He heaves a sigh. “It’s not a big deal. So you—”
“Shh!” My hand flies up to stop him as heat flares into my cheeks again. That’s the last thing I need floating around work. “Don’t!”
We lock gazes for a long moment and I can’t read what his says. Is he regretting that night as much as I am? Because, for all the stupid things I’ve regretted doing—and that’s a long list—that night is sitting on top of the mountain waving an “idiot” flag.
A sudden voice behind me interrupts us. “There you are, Ben. Natasha’s waiting.”
My eyes do an involuntary roll, both in response to the sound of my stepbrother’s mind-numbing tone and to the mention of Natasha, the thirty-year-old type-A law bot who’s trying to kill me with divorce depositions. Ben catches my reaction and doesn’t even try to hide his grin as he offers, “Hey, Mason. I was just on my way back to my office.”

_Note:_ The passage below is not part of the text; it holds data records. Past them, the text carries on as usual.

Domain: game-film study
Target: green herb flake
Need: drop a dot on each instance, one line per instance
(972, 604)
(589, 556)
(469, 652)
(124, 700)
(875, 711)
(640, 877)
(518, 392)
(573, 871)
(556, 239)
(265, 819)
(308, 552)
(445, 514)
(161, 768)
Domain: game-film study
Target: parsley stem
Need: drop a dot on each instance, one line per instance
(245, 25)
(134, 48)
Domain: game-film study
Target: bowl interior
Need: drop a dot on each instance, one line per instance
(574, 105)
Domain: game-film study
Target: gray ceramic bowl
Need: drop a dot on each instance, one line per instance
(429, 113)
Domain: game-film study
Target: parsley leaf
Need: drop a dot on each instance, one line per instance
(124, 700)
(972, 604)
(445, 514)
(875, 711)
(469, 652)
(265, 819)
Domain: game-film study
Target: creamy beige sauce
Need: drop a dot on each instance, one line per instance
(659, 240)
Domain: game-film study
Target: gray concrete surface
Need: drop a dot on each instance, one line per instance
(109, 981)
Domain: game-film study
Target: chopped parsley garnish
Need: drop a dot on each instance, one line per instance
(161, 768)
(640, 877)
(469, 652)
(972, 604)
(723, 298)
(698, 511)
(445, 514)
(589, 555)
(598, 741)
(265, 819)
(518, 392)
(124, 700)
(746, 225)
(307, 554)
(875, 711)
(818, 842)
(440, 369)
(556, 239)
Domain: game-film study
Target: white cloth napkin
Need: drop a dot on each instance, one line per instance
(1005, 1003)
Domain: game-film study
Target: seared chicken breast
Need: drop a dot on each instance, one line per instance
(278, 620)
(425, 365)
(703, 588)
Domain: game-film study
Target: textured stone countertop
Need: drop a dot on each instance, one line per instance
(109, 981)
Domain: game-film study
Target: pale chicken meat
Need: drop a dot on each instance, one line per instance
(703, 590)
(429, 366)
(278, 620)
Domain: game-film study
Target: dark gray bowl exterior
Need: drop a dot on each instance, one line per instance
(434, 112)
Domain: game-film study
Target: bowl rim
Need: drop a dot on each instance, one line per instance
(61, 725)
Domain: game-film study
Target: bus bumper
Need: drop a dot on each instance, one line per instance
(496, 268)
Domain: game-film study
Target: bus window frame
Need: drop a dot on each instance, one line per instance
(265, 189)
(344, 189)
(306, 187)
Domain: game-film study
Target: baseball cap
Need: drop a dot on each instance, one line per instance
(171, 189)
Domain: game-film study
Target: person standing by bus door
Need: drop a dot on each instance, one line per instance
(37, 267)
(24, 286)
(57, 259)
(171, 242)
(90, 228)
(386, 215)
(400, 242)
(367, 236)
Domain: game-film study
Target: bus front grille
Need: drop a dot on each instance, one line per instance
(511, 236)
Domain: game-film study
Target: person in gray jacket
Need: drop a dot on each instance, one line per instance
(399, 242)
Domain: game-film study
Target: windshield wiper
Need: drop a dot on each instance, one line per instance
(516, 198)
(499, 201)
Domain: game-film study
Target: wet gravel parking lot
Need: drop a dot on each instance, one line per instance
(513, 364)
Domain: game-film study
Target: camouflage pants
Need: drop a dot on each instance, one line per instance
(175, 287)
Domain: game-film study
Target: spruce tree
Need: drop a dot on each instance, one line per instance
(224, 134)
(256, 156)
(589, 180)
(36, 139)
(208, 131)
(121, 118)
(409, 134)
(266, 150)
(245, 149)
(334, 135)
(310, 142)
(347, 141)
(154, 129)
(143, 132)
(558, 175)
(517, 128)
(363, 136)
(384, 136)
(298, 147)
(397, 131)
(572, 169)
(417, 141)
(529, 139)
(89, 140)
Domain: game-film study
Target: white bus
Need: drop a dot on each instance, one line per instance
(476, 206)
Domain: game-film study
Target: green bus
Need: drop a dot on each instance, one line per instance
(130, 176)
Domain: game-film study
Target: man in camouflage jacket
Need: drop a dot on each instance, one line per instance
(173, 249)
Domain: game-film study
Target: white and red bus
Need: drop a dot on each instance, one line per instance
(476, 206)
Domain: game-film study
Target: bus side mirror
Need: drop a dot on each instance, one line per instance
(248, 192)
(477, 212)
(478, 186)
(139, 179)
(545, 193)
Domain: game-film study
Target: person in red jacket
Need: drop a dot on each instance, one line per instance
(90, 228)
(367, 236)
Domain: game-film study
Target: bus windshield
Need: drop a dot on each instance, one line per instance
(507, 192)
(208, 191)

“You know there’s no cleaning staff here on weekends. You’re inviting infestation with this mess,” Mason mutters, and I know that’s directed at me. Mason couldn’t sound more apathetic with me if he tried. We may live and work under the same roof, but we’re no more friends now than we were before I moved in eight months ago. I actually wish I had caught his reaction on video when he came home from class and found me in the kitchen, drinking straight from the chocolate milk jug. Jack hadn’t given him any warning that I was back in their lives. I thought his head was going to explode.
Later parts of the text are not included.